再び実家から荷物が届いたと山田先生から連絡があり、靖人は職員室でそれを受け取った。中身は事前に父に連絡しておいた追加の参考書が殆どである。
「・・・父さん、元気かなぁ。」
メールや電話でちょくちょく連絡はとっているが、もう1ヶ月も直接会っていない。世界で2人しかいない男性操縦者であるため、身の危険を守るために学園からの外出は禁じられているし、父も多忙なので面会するタイミングも無い。
(今まで一緒に過ごしてた家族に会えなくなると、寂しい物だな。)
元より親の仕事の都合で家に1人だった事は多かったし、母は既に亡くなってはいるが。そんな事を考えながら寮の2階の廊下に差し掛かった時だった。突如走ってきた人とぶつかってしまい、体勢を崩す。
「うわっ!?・・・大丈夫ですか?」
危ないなぁ、と内心思いながらも尻餅をついた相手に手を差しのべる。だが、垂れ下がったツインテールは靖人がよく知る人物の物だった。
「鈴?どうしたの一体・・・。」
靖人の声に反応した鈴が顔を上げ、靖人は凍りつく。彼女の目には涙が浮かんでいた。
「・・・やすとぉ!」
感情が込み上げてきたのか、鈴がぼろぼろと涙を流し始めた。
「うわっ!ちょっと!?大丈夫?」
(て、ここで泣かれたら周りの皆の視線が・・・!)
ひとまず鈴を頑張って立たせて、靖人は人気の無いところを探し始めた。
「・・・で、何があったの?」
寮1階の食堂。閉店まで1時間を切っているため、この時間帯は利用する人が殆どいない。とりあえず気を紛らわす為にショートケーキを奢り(この時季最も高いデザートだった。)、鈴が落ち着くのを確認してから話題を切り出した。最も―
「・・・また一夏と喧嘩したの?」
「うん・・・。」
やっぱりな、と靖人は確信する。中学の頃から鈴は一夏に何度もアタックを仕掛けていたが、朴念仁の一夏はよく勘違いをして、その度に2人は喧嘩していた。そしてその都度、鈴は靖人に愚痴、もとい相談しに来ている。
「さっきね・・・。」
鈴が力無くこれまでの経緯を説明した。要するに、
「一夏は鈴のプロポーズをタダ飯と勘違いしたわけだ。」
鈴の『毎日酢豚を・・・』は日本でいう『毎日味噌汁を・・・』の中国バージョン(?)と言ったところだろう。
「随分古典的な・・・ってか流石に回りくどくてちゃんと伝わらなかったのかもね。」
好意を抱いているのなら、もっと素直に伝えた方が良いと靖人は思ったが、鈴は「だって・・・」と口ごもる。

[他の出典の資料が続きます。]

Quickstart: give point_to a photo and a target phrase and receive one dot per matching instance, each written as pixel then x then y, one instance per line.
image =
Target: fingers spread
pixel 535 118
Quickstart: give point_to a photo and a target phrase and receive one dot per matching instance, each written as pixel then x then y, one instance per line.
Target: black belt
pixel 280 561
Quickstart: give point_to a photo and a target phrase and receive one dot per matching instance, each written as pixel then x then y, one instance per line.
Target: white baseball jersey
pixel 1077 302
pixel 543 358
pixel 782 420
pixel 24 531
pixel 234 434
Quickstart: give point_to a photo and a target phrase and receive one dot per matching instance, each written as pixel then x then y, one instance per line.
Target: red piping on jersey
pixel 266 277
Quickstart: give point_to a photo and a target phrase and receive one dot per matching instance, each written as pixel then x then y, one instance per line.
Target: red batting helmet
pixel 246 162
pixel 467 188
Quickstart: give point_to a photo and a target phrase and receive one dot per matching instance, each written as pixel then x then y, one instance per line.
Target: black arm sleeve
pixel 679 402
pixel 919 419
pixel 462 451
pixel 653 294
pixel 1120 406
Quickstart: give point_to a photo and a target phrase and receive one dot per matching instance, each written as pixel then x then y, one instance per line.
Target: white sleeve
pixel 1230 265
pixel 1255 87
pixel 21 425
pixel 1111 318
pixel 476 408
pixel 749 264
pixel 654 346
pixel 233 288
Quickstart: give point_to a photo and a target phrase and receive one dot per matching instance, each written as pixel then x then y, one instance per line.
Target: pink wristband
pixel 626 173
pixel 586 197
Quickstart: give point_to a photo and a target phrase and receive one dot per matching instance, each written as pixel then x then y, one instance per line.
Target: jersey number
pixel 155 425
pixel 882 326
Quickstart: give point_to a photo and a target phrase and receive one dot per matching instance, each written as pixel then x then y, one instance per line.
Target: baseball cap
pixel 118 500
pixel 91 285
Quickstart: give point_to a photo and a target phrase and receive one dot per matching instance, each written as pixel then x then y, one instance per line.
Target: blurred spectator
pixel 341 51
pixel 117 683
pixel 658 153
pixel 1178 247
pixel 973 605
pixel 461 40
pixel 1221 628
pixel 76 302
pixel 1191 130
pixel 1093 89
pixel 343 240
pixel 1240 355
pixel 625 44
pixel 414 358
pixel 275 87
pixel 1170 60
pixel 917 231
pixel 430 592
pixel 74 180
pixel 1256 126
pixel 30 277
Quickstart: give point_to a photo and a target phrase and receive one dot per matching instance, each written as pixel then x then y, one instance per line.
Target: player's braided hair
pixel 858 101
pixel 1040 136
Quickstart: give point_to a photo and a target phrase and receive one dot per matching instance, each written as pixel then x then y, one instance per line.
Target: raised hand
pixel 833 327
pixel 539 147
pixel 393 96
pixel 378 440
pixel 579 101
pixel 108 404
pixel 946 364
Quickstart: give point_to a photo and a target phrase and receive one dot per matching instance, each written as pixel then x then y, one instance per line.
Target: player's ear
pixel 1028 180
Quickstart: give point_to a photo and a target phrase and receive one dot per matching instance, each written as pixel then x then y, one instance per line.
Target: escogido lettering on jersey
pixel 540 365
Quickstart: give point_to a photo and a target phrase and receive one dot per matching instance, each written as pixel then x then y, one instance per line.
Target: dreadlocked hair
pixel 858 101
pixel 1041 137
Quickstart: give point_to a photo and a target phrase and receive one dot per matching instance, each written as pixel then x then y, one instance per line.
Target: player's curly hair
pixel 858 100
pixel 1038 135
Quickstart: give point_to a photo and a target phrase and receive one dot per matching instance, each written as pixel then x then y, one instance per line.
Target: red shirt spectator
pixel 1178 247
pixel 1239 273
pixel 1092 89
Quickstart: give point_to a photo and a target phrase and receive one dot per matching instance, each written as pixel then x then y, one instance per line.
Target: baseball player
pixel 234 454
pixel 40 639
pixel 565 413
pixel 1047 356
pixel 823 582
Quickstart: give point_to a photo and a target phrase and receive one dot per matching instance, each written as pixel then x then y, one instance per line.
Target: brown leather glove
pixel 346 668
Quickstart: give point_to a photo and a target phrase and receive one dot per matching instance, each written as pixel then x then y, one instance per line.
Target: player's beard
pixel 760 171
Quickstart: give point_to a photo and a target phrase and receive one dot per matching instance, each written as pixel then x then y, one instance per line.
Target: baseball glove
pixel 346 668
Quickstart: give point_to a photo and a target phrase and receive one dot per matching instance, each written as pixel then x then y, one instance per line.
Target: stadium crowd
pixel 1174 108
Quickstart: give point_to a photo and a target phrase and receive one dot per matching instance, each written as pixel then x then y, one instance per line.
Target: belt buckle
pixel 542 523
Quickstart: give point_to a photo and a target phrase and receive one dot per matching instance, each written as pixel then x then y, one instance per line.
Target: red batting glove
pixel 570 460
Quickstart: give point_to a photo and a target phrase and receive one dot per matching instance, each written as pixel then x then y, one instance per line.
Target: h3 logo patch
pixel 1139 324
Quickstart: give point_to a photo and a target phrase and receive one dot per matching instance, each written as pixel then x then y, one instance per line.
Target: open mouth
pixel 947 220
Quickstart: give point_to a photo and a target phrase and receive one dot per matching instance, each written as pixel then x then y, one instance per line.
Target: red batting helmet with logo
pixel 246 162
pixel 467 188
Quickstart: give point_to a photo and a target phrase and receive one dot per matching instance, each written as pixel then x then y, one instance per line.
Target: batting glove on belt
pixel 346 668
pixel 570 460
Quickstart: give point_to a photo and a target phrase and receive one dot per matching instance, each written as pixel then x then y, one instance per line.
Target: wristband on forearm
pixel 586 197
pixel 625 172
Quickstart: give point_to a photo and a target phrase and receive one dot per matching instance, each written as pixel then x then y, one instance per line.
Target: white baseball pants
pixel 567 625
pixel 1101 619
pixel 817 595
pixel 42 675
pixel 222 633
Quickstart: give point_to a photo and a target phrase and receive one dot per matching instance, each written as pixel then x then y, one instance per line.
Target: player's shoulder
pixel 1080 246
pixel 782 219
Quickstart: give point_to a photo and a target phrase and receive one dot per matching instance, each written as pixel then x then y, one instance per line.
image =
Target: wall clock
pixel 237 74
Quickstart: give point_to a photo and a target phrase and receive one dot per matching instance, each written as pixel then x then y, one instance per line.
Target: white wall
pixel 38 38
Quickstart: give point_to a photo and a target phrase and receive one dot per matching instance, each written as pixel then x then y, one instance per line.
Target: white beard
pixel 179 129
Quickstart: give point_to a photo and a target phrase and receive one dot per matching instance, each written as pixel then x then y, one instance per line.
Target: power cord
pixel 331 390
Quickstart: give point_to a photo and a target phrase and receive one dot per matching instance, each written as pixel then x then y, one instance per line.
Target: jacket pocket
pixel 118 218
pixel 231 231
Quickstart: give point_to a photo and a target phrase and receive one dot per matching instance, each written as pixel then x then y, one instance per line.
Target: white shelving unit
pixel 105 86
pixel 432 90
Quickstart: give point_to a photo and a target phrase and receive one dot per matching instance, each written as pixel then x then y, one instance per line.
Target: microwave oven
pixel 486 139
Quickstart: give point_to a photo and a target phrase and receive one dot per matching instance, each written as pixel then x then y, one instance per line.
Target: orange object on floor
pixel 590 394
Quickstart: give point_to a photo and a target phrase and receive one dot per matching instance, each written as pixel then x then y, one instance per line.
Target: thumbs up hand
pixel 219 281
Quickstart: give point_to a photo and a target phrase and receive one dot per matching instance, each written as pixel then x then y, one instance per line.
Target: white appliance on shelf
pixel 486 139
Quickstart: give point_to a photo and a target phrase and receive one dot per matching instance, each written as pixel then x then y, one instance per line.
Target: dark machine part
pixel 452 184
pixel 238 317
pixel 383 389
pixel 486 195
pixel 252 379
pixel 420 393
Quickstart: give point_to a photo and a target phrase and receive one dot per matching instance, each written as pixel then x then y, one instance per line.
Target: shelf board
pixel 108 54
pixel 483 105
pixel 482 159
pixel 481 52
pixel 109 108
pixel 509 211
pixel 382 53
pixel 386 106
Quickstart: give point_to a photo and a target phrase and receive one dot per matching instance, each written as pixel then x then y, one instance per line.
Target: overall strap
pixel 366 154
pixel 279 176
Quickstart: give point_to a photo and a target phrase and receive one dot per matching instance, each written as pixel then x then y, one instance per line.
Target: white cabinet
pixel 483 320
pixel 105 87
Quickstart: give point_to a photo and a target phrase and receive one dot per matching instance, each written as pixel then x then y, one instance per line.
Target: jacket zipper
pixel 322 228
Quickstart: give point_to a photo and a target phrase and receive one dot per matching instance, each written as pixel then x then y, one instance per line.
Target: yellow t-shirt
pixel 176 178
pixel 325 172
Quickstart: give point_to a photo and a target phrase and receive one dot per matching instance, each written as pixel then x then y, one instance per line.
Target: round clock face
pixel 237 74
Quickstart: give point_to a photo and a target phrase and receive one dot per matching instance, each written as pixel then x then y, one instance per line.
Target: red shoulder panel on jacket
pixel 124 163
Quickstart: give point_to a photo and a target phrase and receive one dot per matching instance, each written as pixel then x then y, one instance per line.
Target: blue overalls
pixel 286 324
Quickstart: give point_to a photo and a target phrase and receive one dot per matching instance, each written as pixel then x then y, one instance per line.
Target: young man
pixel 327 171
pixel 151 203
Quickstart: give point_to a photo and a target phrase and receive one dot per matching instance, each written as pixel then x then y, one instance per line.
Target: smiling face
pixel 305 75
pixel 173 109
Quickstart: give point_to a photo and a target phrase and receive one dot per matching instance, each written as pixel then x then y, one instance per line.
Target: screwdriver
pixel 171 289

「・・・まぁ直接『好き』って言うのは恥ずかしいんだよね、きっと。」
鈴は黙ってこくんと頷く。その気持ちは、分からなくもない。
「それにしてもいきなり『部屋を替われ』ってのはいささか横暴だったんじゃない?」
彼女の事だ、また感情的になって体が動いてしまったのだろう。どうも一夏がらみになると鈴を始め、女子たちは平静を保てないようだ。
「だって、あの箒って子が一夏の側にいたなんて知らなかったし・・・。それにセシリアとかもいたし・・・。」
つまり、思っていたよりライバルが多くて手強そうだったから、早めに手を打とうとしたのだろうか。
「そんなに焦らなくても、一夏は今のところ誰にも靡いてないよ、相変わらず。全くあの朴念仁は・・・。」
ここまで女子に想われても、全く気付かない一夏が逆に凄い。姉を持つと恋愛に関して鈍くなるとよく聞くが、それでも彼の鈍さは異常だろう。
「・・・2人とも私より大きかったし、背とか・・・胸とか。」
「ごめんそういうの専門外。」
しゅんとしながら自分の胸を押さえる鈴から靖人は視線を逸らす。いくら友人でも、そういった分野の話を振られるのは流石に抵抗がある。
「とにかく落ち着きなよ。いつも言ってるけど、頭を冷やして、感情的にならずに一夏と話さないと。」
とりあえず話題を逸らす。鈴はケーキの最後の一口を頬張り、頬杖をついた。
「それが出来たら困らないわよ・・・。」
「でも出来ないとか言ってまた二の足を踏む事になったらもとの子も無いよ?」
靖人のごもっともな意見に鈴は「ぐぬぬ・・・」と唸る。
「・・・やっぱり、あの馬鹿にはちゃんと言わないと分かんないわよね~・・・。」
鈴が諦めたようにテーブルに突っ伏す。しかし、すぐに愚痴をこぼした。
「んあぁ~、でも直接『好き』だなんて言えるわけないじゃない・・・。」
顔は天板につけたまま、手足をジタバタさせる鈴。
(駄々っ子みたいだな・・・。)
と咄嗟に考え、靖人の顔が綻んだ。
「まぁ部屋の事と言い、『死ね』とか言っちゃった事と言い、鈴にも非はあるよ。とりあえずその事は明日謝りなよ?」
お互い蟠りがあっては話が進まない。大事な約束を踏みにじられた怒りも分かるが、ひとまずそれは鎮めた方が良い。
「・・・うん。」
目を擦りながら鈴は起き上がる。その表情は未だに晴れていない。
「・・・いつもごめんね靖人。アンタ相手に愚痴こぼしちゃって。」
ふと鈴が靖人に謝罪する。別に今に始まった事ではないし、目の前で彼女が泣いているのをほおっておく事はできない。申し訳なさそうな鈴に向けて、靖人は「そんな事はない」と応える。
「泣きたくなるほど辛い事があったら、1人で抱え込まない方が良いでしょ?誰かに相談した方が、絶対心が軽くなるって。」
「でも・・・。」
鈴が何か言いたそうだったが、靖人はさらに言葉をかける。
「もっと周りを頼りなよ。僕たち・・・『友達』だろ?」
靖人の言葉に、やっと鈴が少し笑う。
「・・・ありがと。」
その笑顔を受けて、靖人も笑みを浮かべた。
―まただ。
また僕は、嘘をついた。
彼女に対して。そして・・・自分に対して。
中学の時からずっと、嘘をつき続けている。
彼女の事を助けたくなる理由は、決して『友達』だからじゃない。
本当の事は言えない。
言ってはならない。
言ってしまえば、彼女の想いを踏みにじってしまう。
だから言えないんだ。
僕が鈴の事を―
―好きだなんて。
ここで靖人君カミングアウトです。この先どうなるんでしょうねー。正直どのような展開にするかは決めてあるんですが、絡みを考えていないです・・・。